Gesetzgeber "Reaktion
Senat Finanzausschuss Lehrstuhl Chuck Grassley (R-Iowa) sagte Kongress sollte die zusätzliche Dienstleistungen zur Verfügung stellen von Ärzten, erklärt:" Es wird wichtig zu verstehen, welche Dienste einen Beitrag zur Verbesserung des Gesundheitszustands und die sind mehr fraglich. Zu diesem Zweck, Ärzte und andere interessierte Parteien sollten in diesen Diskussionen "(Freking, AP / Las Vegas Sun, 4 / 1). Er fügte hinzu: "Wir müssen zu finden, ein Arzt-Bezahlsystem, das funktioniert. Bis dahin, es wird immer schwieriger zu finden, die erforderlichen Mittel für eine langfristige Korrektur, wenn die Ausgaben im Zusammenhang mit dem Arzt Gebühren weiter zu erhöhen." Rep. John Dingell (D-Mich.) sagte, die Daten zeigen, "einem 8,5% igen Anstieg bei den Zahlungen an die HMOs, während die Ärzte um 4,3% ein Rückgang bei den Zahlungen - Beweise dafür, dass unsere Prioritäten sind auf den Kopf." Er fügte hinzu: "Die Ärzte Geld verlieren, während die Begünstigten mehr bezahlen. Und die Arzt-Patient-Beziehung geht den Weg des Dodo Vogel als HMOs ... Grab mehr und mehr von Medicare" (CQ HealthBeat, 3 / 31).
Andere Reaktion
Tricia Neuman, ein Kaiser Family Foundation Vice President und Leiter des dortigen Medicare Policy Project, sagte: "Für Senioren, könnte es ein ganz Eye-Opener" (Los Angeles Times, 4 / 1). John Rother, Direktor für Politik AARP, sagte: "People's Social Security Kontrollen sind grundsätzlich nicht gegessen weg von diesen Kosten für medizinische Versorgung" (Philadelphia Inquirer, 4 / 1). Paul Fronstin, ein Regisseur auf die Versicherungs-Forschung-Institut, sagte: "Es ist schwer zu argumentieren, dass das, was Ärzte tun, ist unnötig. Warum sollte sie nicht mehr echocardiograms? Vielleicht waren sie nicht genug vor." Er fügte hinzu, dass Medicare-Zahlungen an Ärzte sind wahrscheinlich zunehmen, wenn die neuen Medicare-verschreibungspflichtige Arzneimittel profitieren wirksam wird, weil in 2006 "[p] atients gehen zu müssen, gehen Sie sehen ihre Ärzte, um Minen. Sobald die Mine ausgeht, die Arzt wird zu wollen, um zu sehen, den Patienten "(Los Angeles Times, 4 / 1).

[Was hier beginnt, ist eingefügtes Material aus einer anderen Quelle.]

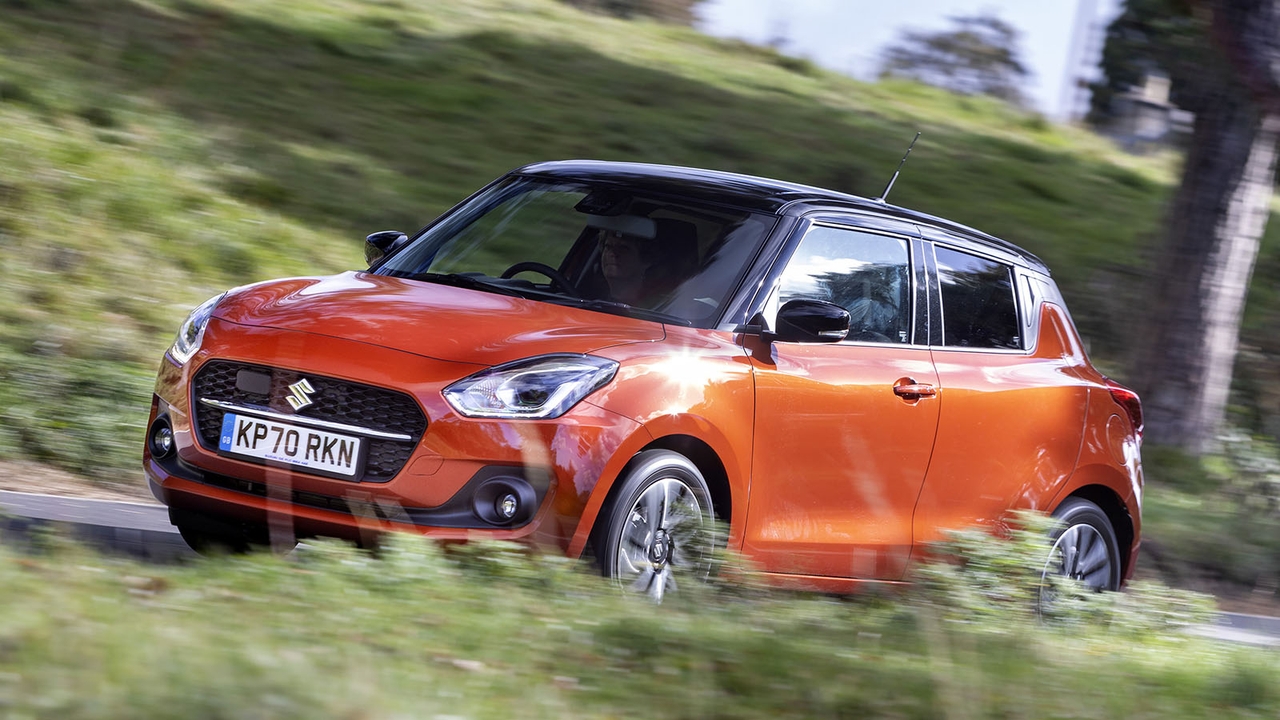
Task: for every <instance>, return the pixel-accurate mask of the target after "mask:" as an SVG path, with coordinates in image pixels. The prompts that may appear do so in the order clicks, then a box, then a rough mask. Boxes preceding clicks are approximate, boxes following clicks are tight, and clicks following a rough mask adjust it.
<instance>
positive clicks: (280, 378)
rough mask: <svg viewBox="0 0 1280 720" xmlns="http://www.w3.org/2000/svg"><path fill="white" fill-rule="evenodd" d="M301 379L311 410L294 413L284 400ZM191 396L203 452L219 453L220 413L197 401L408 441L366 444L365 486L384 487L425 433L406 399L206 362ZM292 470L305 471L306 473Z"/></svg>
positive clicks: (369, 386)
mask: <svg viewBox="0 0 1280 720" xmlns="http://www.w3.org/2000/svg"><path fill="white" fill-rule="evenodd" d="M302 378H306V379H307V382H308V383H311V387H312V388H314V389H315V392H314V393H312V395H311V400H312V405H310V406H307V407H303V409H302V410H300V411H297V413H294V410H293V409H292V407H291V406H289V402H288V400H287V398H288V397H289V396H291V392H289V386H291V384H293V383H296V382H298V380H300V379H302ZM193 391H195V402H193V407H195V419H196V429H197V434H198V437H200V445H202V446H204V447H205V448H206V450H212V451H216V450H218V436H219V433H220V432H221V428H223V415H224V414H225V411H224V410H220V409H218V407H210V406H207V405H205V404H202V402H200V400H201V398H207V400H218V401H223V402H232V404H236V405H244V406H253V407H262V409H269V410H273V411H275V413H283V414H285V415H302V416H306V418H315V419H317V420H326V421H330V423H342V424H344V425H355V427H358V428H366V429H370V430H380V432H385V433H398V434H406V436H411V437H412V438H413V439H412V441H394V439H378V438H366V439H365V443H366V446H367V447H369V452H367V456H366V459H365V473H364V475H362V477H361V478H360V479H361V480H362V482H366V483H385V482H387V480H390V479H392V478H393V477H396V473H399V470H401V468H403V466H404V462H407V461H408V456H410V455H411V454H412V452H413V447H415V446H417V443H419V441H420V439H422V433H425V432H426V416H425V415H424V414H422V410H421V407H419V405H417V401H415V400H413V397H411V396H410V395H406V393H403V392H398V391H393V389H387V388H381V387H372V386H366V384H361V383H352V382H348V380H340V379H337V378H325V377H321V375H314V374H310V373H306V374H303V373H297V372H293V370H283V369H279V368H269V366H265V365H251V364H247V363H232V361H227V360H211V361H209V363H206V364H205V366H204V368H201V369H200V372H198V373H196V379H195V383H193ZM296 470H297V471H300V473H306V471H307V470H306V469H305V468H297V469H296Z"/></svg>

Auswirkungen auf den Arzt Zahlungen
Laut USA Today, die "höher als erwartet" Ausgaben für Arzt-Dienste "behindern könnten Arzt Anstrengungen, um zu gewinnen ein Pay Erhöhung statt einer Kürzung von Medicare im nächsten Jahr" (USA Today, 4 / 1). Ärzte sind geplant, um eine 4,3% ige Senkung der Medicare-Gebühren in 2006. Am Donnerstag, CMS, sagte der Reduzierung stattfinden würde wie geplant, es sei denn, Kongress Handlungen zu verhindern, dass diese Kürzungen, wie sie es in diesem Jahr (New York Times, 4 / 1). McClellan sagte: "Es gibt keine Frage, die höheren Ausgaben Ebenen Wir sehen jetzt machen es teurer, eine Änderung der Rechtslage, um die Arzt-Zahlung Rate. Das ist der Grund, warum es so wichtig für uns, Maßnahmen zu ergreifen, gerade jetzt zu verstehen, warum die Kosten sind steigen "(Wall Street Journal, 4 / 1). Rohack davor gewarnt, dass die geplanten Kürzungen "eine ernste Bedrohung für den Zugang zur Gesundheitsversorgung für Senioren", unter Hinweis darauf, dass Ärzte haben könnte, um harte Entscheidungen über die neuen Medicare-Empfänger, wenn die Kürzungen in Kraft trat. Ohne Intervention Kongress, Ärzte können mit der Medicare Gebührensenkungen in Höhe von 26% zwischen 2006 und 2011, Medicare Treuhänder sagte in ihrem Bericht der vergangenen Woche (Philadelphia Inquirer, 4 / 1).